Scientific publications from the Open Force Field Initiative.
Improving force field accuracy by training against condensed phase mixture properties
Simon Boothroyd, Owen C. Madin, David L. Mobley, Lee-Ping Wang, John D. Chodera and Michael R. Shirts
Code accompanying the publication: SimonBoothroyd/binary-mixture-publication
Developing a sufficiently accurate classical force field representation of molecules is key to realizing the full potential of molecular simulation as a route to gaining fundamental insight into a broad spectrum of chemical and biological phenomena. This is only possible, however, if the many complex interactions between molecules of different species in the system are accurately captured by the model. Historically, the intermolecular van der Waals (vdW) interactions have primarily been trained against densities and enthalpies of vaporization of pure (single-component) systems, with occasional usage of hydration free energies. In this study, we demonstrate how including physical property data of binary mixtures can better inform these parameters, encoding more information about the underlying physics of the system in complex chemical mixtures. To demonstrate this, we re-train a select number of the Lennard-Jones parameters describing the vdW interactions of the OpenFF 1.0.0 (Parsley) fixed charge force field against training sets composed of densities and enthalpies of mixing for binary liquid mixtures as well as densities and enthalpies of vaporization of pure liquid systems, and assess the performance of each of these combinations. We show that retraining against the mixture data almost universally improves the force field’s ability to reproduce both pure and mixture properties, reducing some systematic errors that exist when training vdW interactions against properties of pure systems only.

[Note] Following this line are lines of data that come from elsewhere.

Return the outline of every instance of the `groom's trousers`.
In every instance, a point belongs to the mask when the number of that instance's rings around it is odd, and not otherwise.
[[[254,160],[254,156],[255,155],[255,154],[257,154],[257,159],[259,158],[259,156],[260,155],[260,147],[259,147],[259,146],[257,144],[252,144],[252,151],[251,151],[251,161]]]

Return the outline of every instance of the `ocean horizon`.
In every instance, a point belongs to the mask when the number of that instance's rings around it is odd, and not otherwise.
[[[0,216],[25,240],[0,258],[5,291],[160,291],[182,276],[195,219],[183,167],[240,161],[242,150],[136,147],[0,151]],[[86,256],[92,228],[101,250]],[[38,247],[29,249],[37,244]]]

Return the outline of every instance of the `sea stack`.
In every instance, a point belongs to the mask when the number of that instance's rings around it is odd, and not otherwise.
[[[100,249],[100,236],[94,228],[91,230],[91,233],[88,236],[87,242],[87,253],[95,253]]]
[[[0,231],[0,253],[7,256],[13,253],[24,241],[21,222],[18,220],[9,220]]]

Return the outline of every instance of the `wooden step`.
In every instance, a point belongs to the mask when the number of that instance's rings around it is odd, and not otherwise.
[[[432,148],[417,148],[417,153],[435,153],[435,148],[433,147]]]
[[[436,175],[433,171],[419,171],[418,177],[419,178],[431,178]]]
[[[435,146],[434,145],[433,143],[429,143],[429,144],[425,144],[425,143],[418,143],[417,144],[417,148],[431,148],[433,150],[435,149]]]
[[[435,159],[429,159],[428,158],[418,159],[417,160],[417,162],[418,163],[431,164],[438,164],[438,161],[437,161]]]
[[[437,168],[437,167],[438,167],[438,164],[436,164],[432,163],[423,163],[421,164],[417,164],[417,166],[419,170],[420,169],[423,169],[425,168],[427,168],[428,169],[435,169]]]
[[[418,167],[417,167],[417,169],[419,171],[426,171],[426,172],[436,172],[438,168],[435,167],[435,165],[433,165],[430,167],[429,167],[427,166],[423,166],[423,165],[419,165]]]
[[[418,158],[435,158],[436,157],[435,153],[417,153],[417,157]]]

The Open Force Field Evaluator: An automated, efficient, and scalable framework for the estimation of physical properties from molecular simulation
Simon Boothroyd, Lee-Ping Wang, David Mobley, John Chodera, and Michael Shirts
Code accompanying the publication: openforcefield/openff-evaluator
Parameterization and assessment of force fields against high-quality, condensed phase physical property data is an integral aspect of force field development. Here we present an entirely automated, highly scalable framework for evaluating physical properties and their gradients in terms of force field parameters. It is written as a modular and extensible Python framework, which employs an intelligent multiscale estimation approach that allows for the automated estimation of properties from simulation and cached simulation data, and a pluggable API for estimation of new properties. In this study we demonstrate the utility of the framework by benchmarking the OpenFF 1.0.0 small molecule force field, GAFF 1.8 and GAFF 2.1 force fields against a test set of binary density and enthalpy of mixing measurements curated using the frameworks utilities. Further, we demonstrate the framework’s utility as part of force field optimization by using it alongside ForceBalance, a framework for systematic force field optimization, to retrain a set of non-bonded van der Waals parameters against a training set of density and enthalpy of vaporization measurements.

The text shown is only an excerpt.